Agent components explained¶
purpose - One-sentence description of what the agent does. The coordinator uses this to decide when to invoke the agent.
input_schema - TypedDict defining what data the agent needs from context. The agent can only run when these requirements are met.
output_schema - TypedDict defining what data the agent adds to context. Other agents can use these outputs.
prompts - Dictionary of prompt templates. Most agents only need a "main" prompt.
respond() - The async method that does the work. Must return (outputs_list, updated_context_dict).
Control when agents are used¶
Use conditions to specify when the agent should run:
import param
class ReportAgent(lmai.agents.Agent):
purpose = "Creates PDF reports"
conditions = param.List(default=[
"Use when user explicitly asks for a report or PDF",
"Use after data analysis is complete",
"NOT for simple questions or queries"
])
input_schema = MyInputs
output_schema = MyOutputs
The coordinator reads these conditions when deciding which agent to use.
Prevent agent conflicts¶
Use not_with to prevent agents from being used together:
class FastSummaryAgent(lmai.agents.Agent):
purpose = "Quick data summaries"
not_with = param.List(default=["DetailedAnalysisAgent"])
Common patterns¶
import httpx
class WeatherAgent(lmai.agents.Agent):
purpose = "Fetches current weather data"
async def respond(self, messages, context, **kwargs):
async with httpx.AsyncClient() as client:
response = await client.get("https://api.weather.gov/...")
weather_data = response.json()
summary = f"Current temperature: {weather_data['temp']}°F"
return [summary], {"weather": summary}
class PDFAgent(lmai.agents.Agent):
purpose = "Extracts text from PDF documents"
async def respond(self, messages, context, **kwargs):
documents = context.get('documents', [])
extracted_text = []
for doc in documents:
if doc['type'] == 'pdf':
text = extract_pdf_text(doc['content'])
extracted_text.append(text)
return [extracted_text], {"pdf_text": extracted_text}
import great_expectations as gx
class DataQualityAgent(lmai.agents.Agent):
purpose = "Checks data quality using Great Expectations"
async def respond(self, messages, context, **kwargs):
df = context['pipeline'].data
# Run validations
results = run_quality_checks(df)
# Summarize findings
system = await self._render_prompt(
"main", messages, context, results=results
)
summary = await self.llm.invoke(messages, system=system)
return [summary], {"quality_report": str(summary)}
Common issues¶
"Agent has unmet requirements"¶
The agent's input_schema requires data that doesn't exist in context.
How to fix:
from typing import NotRequired
class MyInputs(ContextModel):
pipeline: object # Required
analysis: NotRequired[str] # Optional
Or ensure another agent provides the required data first.
Agent never gets invoked¶
The coordinator doesn't think the agent is relevant.
How to fix:
- Make the
purposemore specific and clear - Add
conditionsthat describe when to use it - Check that
input_schemarequirements can be satisfied - Enable
log_level='DEBUG'in the UI to see coordinator decisions
Agent fails with "KeyError"¶
The agent tried to access context data that doesn't exist.

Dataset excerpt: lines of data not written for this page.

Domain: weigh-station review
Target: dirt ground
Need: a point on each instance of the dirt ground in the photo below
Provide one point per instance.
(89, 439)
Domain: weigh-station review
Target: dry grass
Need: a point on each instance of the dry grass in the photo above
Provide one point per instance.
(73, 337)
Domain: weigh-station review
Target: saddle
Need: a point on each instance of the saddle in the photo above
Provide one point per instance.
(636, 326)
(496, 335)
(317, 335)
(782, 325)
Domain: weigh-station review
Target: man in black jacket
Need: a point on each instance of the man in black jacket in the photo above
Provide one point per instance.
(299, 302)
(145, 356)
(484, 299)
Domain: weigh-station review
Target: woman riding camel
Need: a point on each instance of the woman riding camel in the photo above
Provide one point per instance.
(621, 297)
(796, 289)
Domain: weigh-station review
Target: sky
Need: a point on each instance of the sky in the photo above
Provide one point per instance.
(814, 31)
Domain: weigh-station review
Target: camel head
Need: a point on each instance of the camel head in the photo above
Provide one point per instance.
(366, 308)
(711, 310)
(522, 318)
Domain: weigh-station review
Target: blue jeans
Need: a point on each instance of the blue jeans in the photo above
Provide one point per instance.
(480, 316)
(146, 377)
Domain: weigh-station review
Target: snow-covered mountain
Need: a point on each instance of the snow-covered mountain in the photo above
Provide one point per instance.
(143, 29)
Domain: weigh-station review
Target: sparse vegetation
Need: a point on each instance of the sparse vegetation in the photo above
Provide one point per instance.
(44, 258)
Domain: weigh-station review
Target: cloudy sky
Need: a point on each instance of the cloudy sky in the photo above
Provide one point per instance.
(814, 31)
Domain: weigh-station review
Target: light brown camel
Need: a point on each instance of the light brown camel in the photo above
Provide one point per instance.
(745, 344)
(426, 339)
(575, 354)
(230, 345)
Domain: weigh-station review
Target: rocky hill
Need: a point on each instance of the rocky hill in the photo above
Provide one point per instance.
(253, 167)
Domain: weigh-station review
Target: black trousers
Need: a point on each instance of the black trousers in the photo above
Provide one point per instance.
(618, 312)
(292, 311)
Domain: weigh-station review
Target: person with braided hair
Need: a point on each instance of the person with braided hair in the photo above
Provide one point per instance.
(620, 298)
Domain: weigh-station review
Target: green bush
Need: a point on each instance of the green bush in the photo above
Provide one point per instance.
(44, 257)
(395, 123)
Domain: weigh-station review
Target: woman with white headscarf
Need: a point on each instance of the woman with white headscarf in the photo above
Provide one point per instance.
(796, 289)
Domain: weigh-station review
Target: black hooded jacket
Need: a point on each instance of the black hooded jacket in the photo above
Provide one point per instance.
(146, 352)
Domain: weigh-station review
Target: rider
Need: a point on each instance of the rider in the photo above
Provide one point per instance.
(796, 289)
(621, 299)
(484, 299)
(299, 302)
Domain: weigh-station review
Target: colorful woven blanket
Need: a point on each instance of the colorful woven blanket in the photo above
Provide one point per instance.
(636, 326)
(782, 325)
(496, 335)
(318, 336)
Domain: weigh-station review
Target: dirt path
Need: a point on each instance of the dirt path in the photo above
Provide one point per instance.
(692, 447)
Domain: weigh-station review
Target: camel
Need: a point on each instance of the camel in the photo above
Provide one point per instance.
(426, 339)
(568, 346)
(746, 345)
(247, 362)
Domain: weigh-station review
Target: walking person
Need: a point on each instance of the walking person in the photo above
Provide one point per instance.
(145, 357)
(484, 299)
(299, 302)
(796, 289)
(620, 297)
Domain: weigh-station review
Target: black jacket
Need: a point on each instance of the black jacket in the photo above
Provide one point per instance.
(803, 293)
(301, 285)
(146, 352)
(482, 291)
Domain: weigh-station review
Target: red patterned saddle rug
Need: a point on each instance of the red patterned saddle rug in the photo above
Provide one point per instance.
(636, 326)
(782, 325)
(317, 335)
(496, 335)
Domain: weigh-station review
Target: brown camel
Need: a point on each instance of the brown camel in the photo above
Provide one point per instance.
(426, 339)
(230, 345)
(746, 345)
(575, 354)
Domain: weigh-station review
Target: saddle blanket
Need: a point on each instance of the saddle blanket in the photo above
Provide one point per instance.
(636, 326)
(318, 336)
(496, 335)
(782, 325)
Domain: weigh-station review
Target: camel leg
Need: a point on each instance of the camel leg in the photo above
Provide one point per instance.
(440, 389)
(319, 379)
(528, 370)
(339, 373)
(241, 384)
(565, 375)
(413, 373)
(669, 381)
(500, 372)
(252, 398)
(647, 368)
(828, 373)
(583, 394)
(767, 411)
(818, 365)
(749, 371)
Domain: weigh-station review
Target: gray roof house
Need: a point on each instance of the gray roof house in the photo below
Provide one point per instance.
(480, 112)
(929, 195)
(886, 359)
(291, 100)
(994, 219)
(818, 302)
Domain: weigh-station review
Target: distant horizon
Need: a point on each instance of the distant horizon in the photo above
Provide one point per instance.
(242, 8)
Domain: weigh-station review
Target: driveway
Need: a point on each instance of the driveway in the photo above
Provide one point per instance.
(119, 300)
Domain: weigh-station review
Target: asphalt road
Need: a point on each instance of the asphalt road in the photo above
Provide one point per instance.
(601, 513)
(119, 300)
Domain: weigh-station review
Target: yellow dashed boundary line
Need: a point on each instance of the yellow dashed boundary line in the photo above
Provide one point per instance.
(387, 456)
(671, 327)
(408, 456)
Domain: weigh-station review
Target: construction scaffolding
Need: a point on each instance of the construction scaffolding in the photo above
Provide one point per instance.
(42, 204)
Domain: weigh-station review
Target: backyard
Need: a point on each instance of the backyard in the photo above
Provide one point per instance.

Always check before accessing context
Best practices¶
Keep agents focused. One agent should do one thing well. Don't create a "do everything" agent.
Write clear purposes. The coordinator uses purpose to decide when to invoke agents. Make it specific and actionable.
Test with real queries. Different LLM models behave differently. Test your agent with your actual LLM.
Handle missing data gracefully. Always check for required data before using it. Provide helpful error messages.
Use tools for simple functions. If your agent doesn't need async/await or complex prompting, use a tool instead.
Don't duplicate built-ins. Check if a built-in agent already does what you need before creating a custom one.